File shifting using lftp and rsync

2008-01-06, , Comments

On a daily basis I work on at least three different platforms, hosted locally, virtually, remotely. Shifting files from place to place is a problem I need to resolve every day, and I have more than one solution.

I’m not a fan of file browsers, graphical ftp clients and similar. They clutter the desktop, vary from platform to platform, take ages to drive — especially with a touch pad — and prompt for input at all the wrong times. It’s hard to undo an operation when your pointer slips. By contrast, using simple commands in a shell window puts the power back at your fingertips, whatever platform you’re on. Recovering from mistakes is as easy as recalling your command history.

Local File Systems

For simple operations on a local file system, I tend to use cp or Emacs dired mode simply because my immediate context is usually Emacs or a shell window, and often both. For bulky and recursive directory operations, a good starting point is:

$ tar c SRC | tar x -C DST 

You can vary this command line to reorganise file systems, though sometimes sprinkling a few soft links around may be worth considering.

Remote File Systems

Things can get tricky for remote file systems. Preserving permissions and ownership causes problems, as does the security layer. NFS and Samba may seem like the right solutions for a private network but I’ve grown to regard them as troublesome; they work best on stable networks with well known machines at well-known addresses, and, as usual, I prefer a dynamic model to a static one.

Again, command line tools can do the job. To save the overhead of re-entering your username/password credentials, you’ll want to store SSH keys on the machines you frequent. The most basic remote copy command is scp. Use it much like cp, but specify a destination machine on the command line.

Extended Tar

For more complex filesystems, we can extend our tar command using ssh on the far side of the pipeline. The following command tars up the local SRC directory then extracts the archive on the REMOTE machine in directory DST.

$ tar c SRC | ssh REMOTE tar x -C DST 

If this isn’t possible, I sometimes use netcat to listen at a port on the remote machine:

Listen to port 2345
nc -l -p 2345 | tar x -C DST

Then, on the source machine, kick off the tar process:

tar c SRC > /dev/tcp/DOTTED.IP.OF.MIRROR/2345

Lftp

Suppose you want or need to transfer files using the venerable FTP protocol. If you haven’t already discovered lftp, then it’s time to investigate. When you connect to a remote machine using lftp it’s rather like having a shell session open on that machine: you can navigate using tab completion and the usual shell tools relating to file and directory operations are there, as well as extra goodies like mirror and a decent help system.

Rsync

Rsync is another great command-line file-system shifter. It’s designed to keep two directory structures in sync, and to do so efficiently by just transmitting deltas between the two. Typically the source and destination directories reside on separate machines, and rsync is often invoked automatically as a scheduled job. Rsync forms the backbone of many a backup system. I’ve often used it to complement more heavy-weight coporate backup systems which would require me to ask an administrator to restore my own files.

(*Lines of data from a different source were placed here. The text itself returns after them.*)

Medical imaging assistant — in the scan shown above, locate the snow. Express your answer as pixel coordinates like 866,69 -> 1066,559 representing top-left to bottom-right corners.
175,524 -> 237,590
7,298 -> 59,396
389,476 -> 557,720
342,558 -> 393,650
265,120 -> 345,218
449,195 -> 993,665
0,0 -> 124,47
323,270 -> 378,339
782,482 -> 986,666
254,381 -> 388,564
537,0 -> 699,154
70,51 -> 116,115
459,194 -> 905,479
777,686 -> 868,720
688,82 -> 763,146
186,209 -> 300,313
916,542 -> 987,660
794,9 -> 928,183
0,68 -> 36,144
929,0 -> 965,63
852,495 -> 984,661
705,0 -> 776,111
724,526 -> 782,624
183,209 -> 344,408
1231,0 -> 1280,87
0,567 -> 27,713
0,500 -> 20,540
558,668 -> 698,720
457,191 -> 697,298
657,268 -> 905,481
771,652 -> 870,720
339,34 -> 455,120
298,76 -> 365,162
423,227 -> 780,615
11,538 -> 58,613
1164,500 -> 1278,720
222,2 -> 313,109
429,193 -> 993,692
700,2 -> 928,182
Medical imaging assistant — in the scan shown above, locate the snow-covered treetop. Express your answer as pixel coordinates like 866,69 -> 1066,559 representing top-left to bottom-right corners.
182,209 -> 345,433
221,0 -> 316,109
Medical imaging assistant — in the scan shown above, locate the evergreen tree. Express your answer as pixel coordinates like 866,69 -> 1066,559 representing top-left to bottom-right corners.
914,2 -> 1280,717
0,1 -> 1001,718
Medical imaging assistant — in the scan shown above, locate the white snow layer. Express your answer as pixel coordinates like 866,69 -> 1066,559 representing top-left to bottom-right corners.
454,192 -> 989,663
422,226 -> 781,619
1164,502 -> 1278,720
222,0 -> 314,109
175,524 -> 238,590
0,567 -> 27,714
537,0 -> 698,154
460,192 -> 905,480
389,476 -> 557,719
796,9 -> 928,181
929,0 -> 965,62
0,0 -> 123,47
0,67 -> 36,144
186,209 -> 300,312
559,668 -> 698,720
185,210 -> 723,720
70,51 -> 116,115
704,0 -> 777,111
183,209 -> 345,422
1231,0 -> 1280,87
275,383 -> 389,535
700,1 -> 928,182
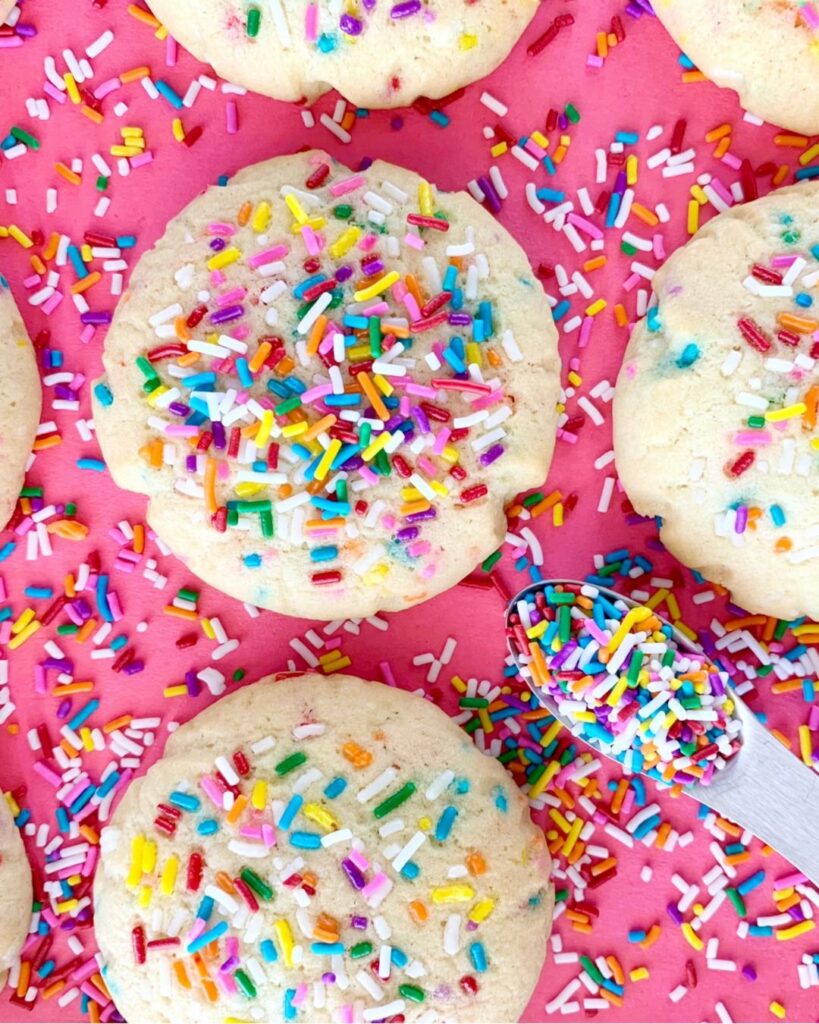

I use rsync to post updates to this website, and indeed to mirror this website to other machines I use. My publish script is as simple as:

publish.sh
#! /bin/sh
rsync -avz www wordaligned@wordaligned.org:~

Here, local directory structure www will be mirrored to ~wordaligned/www on remote machine wordaligned.org. I supply the remote username wordaligned explicitly since it differs from my local username tag. The -v verbose option gives me a warm fuzzy feeling that the updates I want to post are indeed being posted, the -z compress option reduces network traffic by compressing file data, and the -a archive shorthand option recurses and preserves permissions and ownerships.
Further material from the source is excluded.